Reputation: 3753
ds_train = tf.data.experimental.make_csv_dataset(
file_pattern = "./df_profile_seq_fill_csv/*.csv",
batch_size=batch_size, column_names=use_cols, label_name='label',
select_columns= select_cols,
num_parallel_reads=30,
shuffle_buffer_size=10000)
I read the data from csv, where the label
column is the label of integers, such as 0, 1,2 ...
model.fit( ds_train, validation_data=ds_test, steps_per_epoch=10000,
verbose=1,
epochs=1000000
)
I want to filter out all the samples where label == 0
,both for ds_train and ds_test.
Any methods to realize this ? Thanks.
Upvotes: 0
Views: 441
Reputation: 2011
One way to do it is firstly create dataset from csv with batch 1 (batch is a required arugment).

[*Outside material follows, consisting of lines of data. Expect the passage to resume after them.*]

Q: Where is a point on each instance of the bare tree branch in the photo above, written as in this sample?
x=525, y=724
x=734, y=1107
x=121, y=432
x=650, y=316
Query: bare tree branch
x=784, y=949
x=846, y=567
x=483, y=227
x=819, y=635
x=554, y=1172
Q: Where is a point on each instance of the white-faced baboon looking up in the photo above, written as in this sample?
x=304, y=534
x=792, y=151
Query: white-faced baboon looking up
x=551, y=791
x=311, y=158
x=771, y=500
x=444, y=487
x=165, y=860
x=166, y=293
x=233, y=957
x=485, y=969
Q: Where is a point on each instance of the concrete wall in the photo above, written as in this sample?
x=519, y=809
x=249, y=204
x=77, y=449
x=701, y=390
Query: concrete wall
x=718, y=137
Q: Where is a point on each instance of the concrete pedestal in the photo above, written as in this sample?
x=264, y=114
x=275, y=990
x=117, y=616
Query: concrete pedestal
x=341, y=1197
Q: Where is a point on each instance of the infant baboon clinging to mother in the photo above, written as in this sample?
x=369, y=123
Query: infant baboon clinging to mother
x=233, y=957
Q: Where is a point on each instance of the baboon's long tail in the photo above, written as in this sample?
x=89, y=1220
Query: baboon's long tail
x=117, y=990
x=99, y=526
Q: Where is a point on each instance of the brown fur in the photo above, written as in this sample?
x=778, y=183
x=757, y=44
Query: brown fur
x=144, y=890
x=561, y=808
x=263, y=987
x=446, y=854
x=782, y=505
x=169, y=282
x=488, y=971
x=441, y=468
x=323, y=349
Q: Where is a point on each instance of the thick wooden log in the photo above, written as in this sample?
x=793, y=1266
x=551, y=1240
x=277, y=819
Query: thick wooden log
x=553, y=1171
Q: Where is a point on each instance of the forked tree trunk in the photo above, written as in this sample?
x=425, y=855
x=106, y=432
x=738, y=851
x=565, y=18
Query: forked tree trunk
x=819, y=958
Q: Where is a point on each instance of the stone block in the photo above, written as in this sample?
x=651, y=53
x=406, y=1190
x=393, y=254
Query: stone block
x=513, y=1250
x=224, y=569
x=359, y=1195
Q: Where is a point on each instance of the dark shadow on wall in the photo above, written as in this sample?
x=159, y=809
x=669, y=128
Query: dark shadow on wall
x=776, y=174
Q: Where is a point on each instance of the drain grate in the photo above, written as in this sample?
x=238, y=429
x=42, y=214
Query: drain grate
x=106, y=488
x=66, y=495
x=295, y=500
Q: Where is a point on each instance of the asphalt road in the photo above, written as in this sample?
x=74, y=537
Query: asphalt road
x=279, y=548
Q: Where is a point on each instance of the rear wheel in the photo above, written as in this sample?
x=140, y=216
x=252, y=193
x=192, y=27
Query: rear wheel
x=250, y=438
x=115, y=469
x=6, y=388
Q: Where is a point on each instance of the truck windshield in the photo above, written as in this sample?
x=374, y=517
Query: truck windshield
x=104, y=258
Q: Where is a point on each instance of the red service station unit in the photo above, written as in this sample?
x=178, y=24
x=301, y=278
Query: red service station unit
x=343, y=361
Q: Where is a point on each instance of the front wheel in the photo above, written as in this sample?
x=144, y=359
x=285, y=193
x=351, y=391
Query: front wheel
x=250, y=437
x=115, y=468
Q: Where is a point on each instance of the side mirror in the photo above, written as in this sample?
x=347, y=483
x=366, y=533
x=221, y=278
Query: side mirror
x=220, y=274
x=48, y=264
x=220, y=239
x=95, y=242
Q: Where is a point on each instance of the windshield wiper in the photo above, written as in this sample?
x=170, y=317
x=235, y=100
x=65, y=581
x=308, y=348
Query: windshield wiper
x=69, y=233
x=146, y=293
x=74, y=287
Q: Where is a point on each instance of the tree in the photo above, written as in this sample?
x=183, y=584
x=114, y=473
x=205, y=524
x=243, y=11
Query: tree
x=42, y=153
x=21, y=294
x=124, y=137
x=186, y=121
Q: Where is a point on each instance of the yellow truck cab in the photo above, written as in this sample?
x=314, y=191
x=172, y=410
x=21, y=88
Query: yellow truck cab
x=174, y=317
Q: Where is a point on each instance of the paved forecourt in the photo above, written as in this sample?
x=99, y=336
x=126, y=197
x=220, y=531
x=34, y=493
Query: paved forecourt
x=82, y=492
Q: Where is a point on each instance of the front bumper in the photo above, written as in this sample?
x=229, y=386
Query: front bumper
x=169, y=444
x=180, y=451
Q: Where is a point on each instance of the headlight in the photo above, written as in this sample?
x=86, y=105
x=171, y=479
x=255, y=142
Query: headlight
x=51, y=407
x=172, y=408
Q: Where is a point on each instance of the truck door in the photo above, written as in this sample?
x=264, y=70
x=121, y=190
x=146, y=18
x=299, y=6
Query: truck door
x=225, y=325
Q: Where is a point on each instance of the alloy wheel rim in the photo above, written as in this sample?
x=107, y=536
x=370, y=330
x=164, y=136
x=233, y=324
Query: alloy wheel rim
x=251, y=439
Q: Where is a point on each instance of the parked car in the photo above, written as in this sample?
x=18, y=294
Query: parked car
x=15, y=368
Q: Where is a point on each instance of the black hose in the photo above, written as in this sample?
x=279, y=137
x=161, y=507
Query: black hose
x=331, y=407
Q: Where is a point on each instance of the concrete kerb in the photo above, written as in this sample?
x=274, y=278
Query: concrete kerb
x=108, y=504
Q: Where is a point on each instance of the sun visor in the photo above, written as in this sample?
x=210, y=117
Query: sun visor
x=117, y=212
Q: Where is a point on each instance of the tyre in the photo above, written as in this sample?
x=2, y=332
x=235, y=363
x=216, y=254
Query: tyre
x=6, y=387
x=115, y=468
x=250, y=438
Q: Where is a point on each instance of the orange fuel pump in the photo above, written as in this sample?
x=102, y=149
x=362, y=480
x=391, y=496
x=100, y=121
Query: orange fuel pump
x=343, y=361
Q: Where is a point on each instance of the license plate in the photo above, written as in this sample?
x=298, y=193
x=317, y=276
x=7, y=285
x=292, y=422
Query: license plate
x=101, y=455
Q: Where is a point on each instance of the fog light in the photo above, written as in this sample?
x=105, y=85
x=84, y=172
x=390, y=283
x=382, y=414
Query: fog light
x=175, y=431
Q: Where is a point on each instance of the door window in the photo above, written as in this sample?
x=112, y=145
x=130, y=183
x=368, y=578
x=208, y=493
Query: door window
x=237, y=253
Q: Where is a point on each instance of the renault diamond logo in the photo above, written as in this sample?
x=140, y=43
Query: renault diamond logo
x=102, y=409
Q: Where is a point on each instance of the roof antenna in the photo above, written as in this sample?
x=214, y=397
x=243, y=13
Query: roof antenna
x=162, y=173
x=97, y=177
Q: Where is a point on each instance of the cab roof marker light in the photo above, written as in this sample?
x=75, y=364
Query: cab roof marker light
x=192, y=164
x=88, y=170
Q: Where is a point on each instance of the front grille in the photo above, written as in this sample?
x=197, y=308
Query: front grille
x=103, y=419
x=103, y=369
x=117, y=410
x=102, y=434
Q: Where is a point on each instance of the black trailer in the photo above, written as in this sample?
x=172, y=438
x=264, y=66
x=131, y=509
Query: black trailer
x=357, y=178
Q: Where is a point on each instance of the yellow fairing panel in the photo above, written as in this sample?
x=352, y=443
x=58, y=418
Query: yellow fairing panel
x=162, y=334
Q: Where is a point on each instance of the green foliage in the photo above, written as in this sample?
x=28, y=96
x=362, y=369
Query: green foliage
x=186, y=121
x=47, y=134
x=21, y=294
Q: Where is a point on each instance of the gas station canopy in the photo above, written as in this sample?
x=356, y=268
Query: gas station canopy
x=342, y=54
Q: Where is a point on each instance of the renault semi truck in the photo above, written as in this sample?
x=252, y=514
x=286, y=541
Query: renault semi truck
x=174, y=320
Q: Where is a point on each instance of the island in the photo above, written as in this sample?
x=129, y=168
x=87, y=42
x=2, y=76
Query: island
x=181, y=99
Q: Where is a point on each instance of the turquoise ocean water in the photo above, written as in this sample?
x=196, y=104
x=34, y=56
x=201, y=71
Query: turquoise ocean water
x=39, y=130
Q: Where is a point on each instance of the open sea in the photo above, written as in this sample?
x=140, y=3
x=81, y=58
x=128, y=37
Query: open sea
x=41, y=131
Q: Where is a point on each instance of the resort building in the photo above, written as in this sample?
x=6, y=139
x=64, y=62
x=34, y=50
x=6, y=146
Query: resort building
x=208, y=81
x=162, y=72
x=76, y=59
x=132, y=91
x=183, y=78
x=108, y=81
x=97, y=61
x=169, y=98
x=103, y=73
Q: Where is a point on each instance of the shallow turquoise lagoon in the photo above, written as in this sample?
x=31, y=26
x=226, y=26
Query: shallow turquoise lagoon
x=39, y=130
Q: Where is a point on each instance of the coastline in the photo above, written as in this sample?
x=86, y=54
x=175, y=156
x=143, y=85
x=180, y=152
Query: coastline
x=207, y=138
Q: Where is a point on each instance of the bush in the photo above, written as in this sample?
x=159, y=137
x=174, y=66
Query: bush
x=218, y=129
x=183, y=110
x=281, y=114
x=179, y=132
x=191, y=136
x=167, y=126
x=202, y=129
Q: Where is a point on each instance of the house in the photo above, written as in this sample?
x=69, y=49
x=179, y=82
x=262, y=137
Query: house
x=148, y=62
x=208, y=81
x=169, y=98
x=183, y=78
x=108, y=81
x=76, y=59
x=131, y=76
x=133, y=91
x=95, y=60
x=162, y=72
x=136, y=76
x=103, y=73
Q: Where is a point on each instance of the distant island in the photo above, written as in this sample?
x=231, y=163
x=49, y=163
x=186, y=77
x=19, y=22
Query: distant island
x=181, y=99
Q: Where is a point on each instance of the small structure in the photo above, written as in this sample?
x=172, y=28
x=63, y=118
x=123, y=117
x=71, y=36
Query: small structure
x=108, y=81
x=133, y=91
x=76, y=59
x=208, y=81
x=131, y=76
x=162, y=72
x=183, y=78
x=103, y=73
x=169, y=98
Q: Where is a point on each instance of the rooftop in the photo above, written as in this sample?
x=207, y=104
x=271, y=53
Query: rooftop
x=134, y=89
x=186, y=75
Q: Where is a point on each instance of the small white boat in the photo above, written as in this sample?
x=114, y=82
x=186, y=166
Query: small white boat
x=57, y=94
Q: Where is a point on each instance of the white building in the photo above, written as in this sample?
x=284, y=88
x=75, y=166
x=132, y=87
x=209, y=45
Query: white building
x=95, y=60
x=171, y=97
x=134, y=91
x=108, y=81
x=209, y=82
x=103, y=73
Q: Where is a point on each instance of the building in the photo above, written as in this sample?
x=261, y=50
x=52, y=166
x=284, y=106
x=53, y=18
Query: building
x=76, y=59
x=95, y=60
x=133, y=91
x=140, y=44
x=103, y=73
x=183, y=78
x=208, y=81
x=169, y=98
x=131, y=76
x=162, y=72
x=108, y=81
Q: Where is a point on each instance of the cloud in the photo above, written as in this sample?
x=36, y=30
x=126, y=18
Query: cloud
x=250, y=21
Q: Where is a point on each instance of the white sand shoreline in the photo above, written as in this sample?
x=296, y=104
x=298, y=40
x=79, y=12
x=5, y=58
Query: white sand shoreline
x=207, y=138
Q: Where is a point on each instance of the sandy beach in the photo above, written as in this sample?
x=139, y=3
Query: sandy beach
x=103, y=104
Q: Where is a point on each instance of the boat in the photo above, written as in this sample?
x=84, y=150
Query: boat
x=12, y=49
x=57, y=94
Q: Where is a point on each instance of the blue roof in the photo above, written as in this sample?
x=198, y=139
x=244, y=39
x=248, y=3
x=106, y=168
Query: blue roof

Then filter "batches" which are examples and then re-batch again:
class_number_to_get_rid_of = 0
TRAIN_DATA_URL = "https://storage.googleapis.com/tf-datasets/titanic/train.csv"
train_file_path = tf.keras.utils.get_file("train.csv", TRAIN_DATA_URL)
dataset = tf.data.experimental.make_csv_dataset(train_file_path, batch_size=1)
dataset_filtered = dataset.filter(lambda p: tf.reduce_all(tf.not_equal(p['survived'], [class_number_to_get_rid_of])))
dataset_filtered = dataset_filtered.batch(5)
Upvotes: 1